Revitalizing Theatre through new forms

Lately I have been thinking a lot about form. How can the form of a play help to tell its story? How is changing form vital to keeping theatre relevant? This is something that I’ve been contemplating recently as a playwright and something that I think is also relevant to dramaturgy, as the dramaturge must fully understand the world of the play and the reasons for the choices that the playwright has made in order to be an advocate for the Piece. Also, the dramaturge must push for theatre to affect its audience as much as possible.
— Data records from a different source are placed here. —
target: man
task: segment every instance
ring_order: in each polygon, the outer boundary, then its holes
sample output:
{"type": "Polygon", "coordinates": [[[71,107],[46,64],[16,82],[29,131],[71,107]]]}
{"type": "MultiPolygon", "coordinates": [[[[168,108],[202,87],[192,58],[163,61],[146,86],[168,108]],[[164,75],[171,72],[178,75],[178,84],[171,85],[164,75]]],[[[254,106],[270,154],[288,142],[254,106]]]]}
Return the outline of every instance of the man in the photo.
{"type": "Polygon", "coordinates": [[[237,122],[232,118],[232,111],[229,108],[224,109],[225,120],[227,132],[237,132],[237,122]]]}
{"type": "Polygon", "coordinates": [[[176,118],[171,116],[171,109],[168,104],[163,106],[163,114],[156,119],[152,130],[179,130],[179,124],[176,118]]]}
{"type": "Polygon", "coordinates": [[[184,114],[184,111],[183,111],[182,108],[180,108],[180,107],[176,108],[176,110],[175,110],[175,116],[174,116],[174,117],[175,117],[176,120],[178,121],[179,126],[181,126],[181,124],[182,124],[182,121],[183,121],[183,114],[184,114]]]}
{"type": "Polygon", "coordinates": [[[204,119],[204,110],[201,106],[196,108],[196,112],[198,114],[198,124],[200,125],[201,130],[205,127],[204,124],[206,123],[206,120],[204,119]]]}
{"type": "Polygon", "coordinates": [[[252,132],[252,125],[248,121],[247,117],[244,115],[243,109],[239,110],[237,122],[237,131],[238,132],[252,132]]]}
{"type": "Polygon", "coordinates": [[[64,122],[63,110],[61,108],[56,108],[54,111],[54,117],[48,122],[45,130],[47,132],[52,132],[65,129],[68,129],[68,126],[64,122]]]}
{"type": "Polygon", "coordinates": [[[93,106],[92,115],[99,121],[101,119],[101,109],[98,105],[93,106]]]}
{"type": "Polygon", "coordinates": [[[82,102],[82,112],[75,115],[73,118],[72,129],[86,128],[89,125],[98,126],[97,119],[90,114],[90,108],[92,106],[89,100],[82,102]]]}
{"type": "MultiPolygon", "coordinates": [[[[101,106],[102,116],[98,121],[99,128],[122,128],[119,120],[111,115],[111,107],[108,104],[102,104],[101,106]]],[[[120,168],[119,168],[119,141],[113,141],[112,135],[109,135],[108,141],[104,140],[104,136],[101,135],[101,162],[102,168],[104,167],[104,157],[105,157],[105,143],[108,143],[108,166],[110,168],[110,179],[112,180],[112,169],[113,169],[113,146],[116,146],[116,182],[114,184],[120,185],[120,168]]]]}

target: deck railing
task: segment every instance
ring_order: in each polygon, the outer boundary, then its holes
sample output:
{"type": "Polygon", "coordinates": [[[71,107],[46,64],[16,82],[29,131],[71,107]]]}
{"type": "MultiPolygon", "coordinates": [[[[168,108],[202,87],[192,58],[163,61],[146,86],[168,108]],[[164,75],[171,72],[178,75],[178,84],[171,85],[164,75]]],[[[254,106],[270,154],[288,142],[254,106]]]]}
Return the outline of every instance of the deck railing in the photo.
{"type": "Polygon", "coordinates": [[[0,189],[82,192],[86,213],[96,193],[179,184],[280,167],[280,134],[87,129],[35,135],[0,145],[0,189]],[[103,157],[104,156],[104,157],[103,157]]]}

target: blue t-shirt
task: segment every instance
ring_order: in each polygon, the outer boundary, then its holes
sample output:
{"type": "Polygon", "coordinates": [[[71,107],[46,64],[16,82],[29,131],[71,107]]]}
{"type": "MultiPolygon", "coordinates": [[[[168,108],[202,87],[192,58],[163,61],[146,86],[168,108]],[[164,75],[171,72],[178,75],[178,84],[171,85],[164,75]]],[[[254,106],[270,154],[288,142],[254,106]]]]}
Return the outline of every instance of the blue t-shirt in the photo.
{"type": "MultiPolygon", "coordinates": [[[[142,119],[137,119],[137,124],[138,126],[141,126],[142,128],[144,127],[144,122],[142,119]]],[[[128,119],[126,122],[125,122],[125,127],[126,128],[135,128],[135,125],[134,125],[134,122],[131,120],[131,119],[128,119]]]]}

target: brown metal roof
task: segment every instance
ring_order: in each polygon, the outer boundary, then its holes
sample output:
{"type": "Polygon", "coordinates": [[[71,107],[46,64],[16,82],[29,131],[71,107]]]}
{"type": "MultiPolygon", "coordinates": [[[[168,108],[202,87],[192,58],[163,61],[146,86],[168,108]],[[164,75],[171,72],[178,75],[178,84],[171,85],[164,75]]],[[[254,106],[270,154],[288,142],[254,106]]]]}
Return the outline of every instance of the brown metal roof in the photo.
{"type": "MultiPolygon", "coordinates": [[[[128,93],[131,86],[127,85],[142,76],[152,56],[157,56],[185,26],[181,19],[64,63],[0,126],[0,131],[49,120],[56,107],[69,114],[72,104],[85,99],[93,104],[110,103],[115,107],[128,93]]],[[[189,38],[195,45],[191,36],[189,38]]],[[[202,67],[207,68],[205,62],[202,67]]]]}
For our last class we read Mac Wellman’s adaptation of Antigone. He uses unconventional, poetic text layered with movement to tell his story. He encourages collaboration from everyone involved. He gives suggestions for dances but leaves it to the company to choreograph them, he provides imagistic stage directions rather than literal ones that can be read aloud or not as the director/ other collaborators see fit. He provides a tapestry of wonderfully specific images for those creating the piece to work with. He engineers that the text is but a layer in the performance. Interestingly the word text, which we now think of as only words, comes from the same root as textile, or a weaving together. Mac Wellman owns this concept in his work. His embracing of this concept involves everyone fully in the creation process in an engaging way. He ends his play by declaring that it is the end, but acknowledging that “Some may not think so.” Thereby inviting the audience to be collaborators in their own experience. In fact he demands this of them throughout by providing specific, visceral images, but requires that the audience create a way to string them together, they must play close attention to connect them all. In his interview with Carrie Hughes, Wellman discusses how the gods are not an actual concept for us the way that they were for the ancient Greeks. He declares that now we believe in logic as the given, so he uses the play’s form to upend our logic, thereby providing a potentially similar experience to the Greeks having their notions of god upended and examined. So although Wellman’s form is radically different from Sophocles’, perhaps he reaches modern audiences in a way that is very faithful to the original.
Mac Wellmans’ Antigone is a very important play to me because of its engagement with the audience. I feel like in today’s world theatre makers/ artists need to be very specific about the things that are vital about theatre that film and TV cannot capture. What is unique and necessary about live performance? To me, a large part of the answer is direct and active engagement with the audience: The shared experience of engaging, analyzing, being emotionally or mentally effected, and creating community through and because of these things.